Und dann seine eigene Auferweckung: Der grösste Energiekraftakt der Geschichte. Den Zerstörer aller Energie, den Machtinhaber des Todes, den Satan, schaltete Gott aus, als er Jesus das neue Leben gab.
Als Jesus dann wieder zurückkehrt zu seinem himmlischen Vater, delegiert er die Vergabe der göttlichen Energie an den Heiligen Geist. Er (als dritte Person Gottes) ist die Energiequelle in Person. Bei seinem Erscheinen an Pfingsten erleben die früheren Begleiter Jesu eine unerwartete Kraftentfaltung: Sie wagten sich aus ihren Verstecken hervor, traten öffentlich in der Hauptstadt Jerusalem auf und bekannten sich freimütig zu dem gekreuzigten Jesus Christus. Angst und Zweifel waren wie weggeblasen. Sie waren an die Energiequelle Gottes angeschlossen worden, hatten seinen Heiligen Geist empfangen und waren voller Kraft und Mut und Freude. Jesus selbst hatte ihnen das schon vorher angekündigt:
- Ihr werdet die Kraft des Heiligen Geistes empfangen … und ihr werdet meine Zeugen sein in Jerusalem, in ganz Judäa und Samarien und bis an die Enden der Erde (Apostelg. 1,8).

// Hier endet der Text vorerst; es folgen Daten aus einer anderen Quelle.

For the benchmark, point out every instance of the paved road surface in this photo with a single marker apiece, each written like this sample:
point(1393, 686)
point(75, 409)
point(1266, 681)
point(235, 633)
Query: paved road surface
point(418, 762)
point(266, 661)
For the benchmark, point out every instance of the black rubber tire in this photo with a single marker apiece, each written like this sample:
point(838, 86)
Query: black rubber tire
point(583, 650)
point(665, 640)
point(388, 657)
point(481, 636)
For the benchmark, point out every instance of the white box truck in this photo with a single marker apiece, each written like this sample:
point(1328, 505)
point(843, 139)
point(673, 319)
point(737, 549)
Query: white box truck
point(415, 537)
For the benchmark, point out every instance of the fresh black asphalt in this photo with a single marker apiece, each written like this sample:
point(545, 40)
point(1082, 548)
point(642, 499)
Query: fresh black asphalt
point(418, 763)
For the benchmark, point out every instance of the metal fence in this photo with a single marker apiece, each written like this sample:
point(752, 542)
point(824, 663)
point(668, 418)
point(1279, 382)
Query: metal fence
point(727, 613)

Einer, der wenig später die Kraft Gottes erlebte, war der strenggläubige Jude Paulus. Er hatte in seinen früheren Jahren ebenso verbissen wie vergeblich gegen die Kraftwirkungen Jesu Christi angekämpft. Sein Leben änderte sich radikal, als Christus sich ihm in seiner Machtfülle zeigte. Er liess Paulus teilhaben an seiner Kraft. Diese Erfahrung hat der Apostel später mit den Worten weitergegeben:
- Das Evangelium … ist eine Kraft Gottes (Römer 1,16)

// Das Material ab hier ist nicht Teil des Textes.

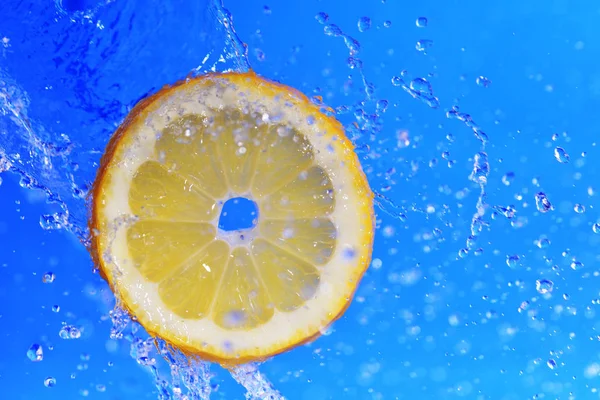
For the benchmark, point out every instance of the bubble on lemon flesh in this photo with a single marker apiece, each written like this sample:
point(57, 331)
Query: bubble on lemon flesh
point(243, 295)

- Das Reich Gottes besteht nicht in Worten, sondern in Kraft (1. Korinther 4,20)
Paulus spricht immer wieder
- Von der überschwänglichen Kraft Gottes (2. Korinther 4,7)
- Von der überschwänglichen Grösse seiner Kraft (Epheser 1,19)
In erschütterndem Kontrast zur Fülle der Kraft des Schöpfers steht die moralische Kraftlosigkeit seiner Geschöpfe. Die fatale menschliche Kraftlosigkeit ist kein «Unfall» der Natur, sondern eine klare Konsequenz daraus, dass der Mensch die Beziehung zu seinem Schöpfer von Anfang an ruiniert hat. Doch das Erstaunliche bei den Berichten der Bibel ist: Gott zieht sich keineswegs vom schwachen, sich selbst Kräfte anmassenden Menschen zurück. Gott knüpft aufs Neue ein Verhältnis zum Menschen an und will ihn an seiner Kraft teilhaben lassen. Einige biblische Zitate zeigen das:
- Er gibt … Stärke genug dem Unvermögenden (Jesaja 40,29)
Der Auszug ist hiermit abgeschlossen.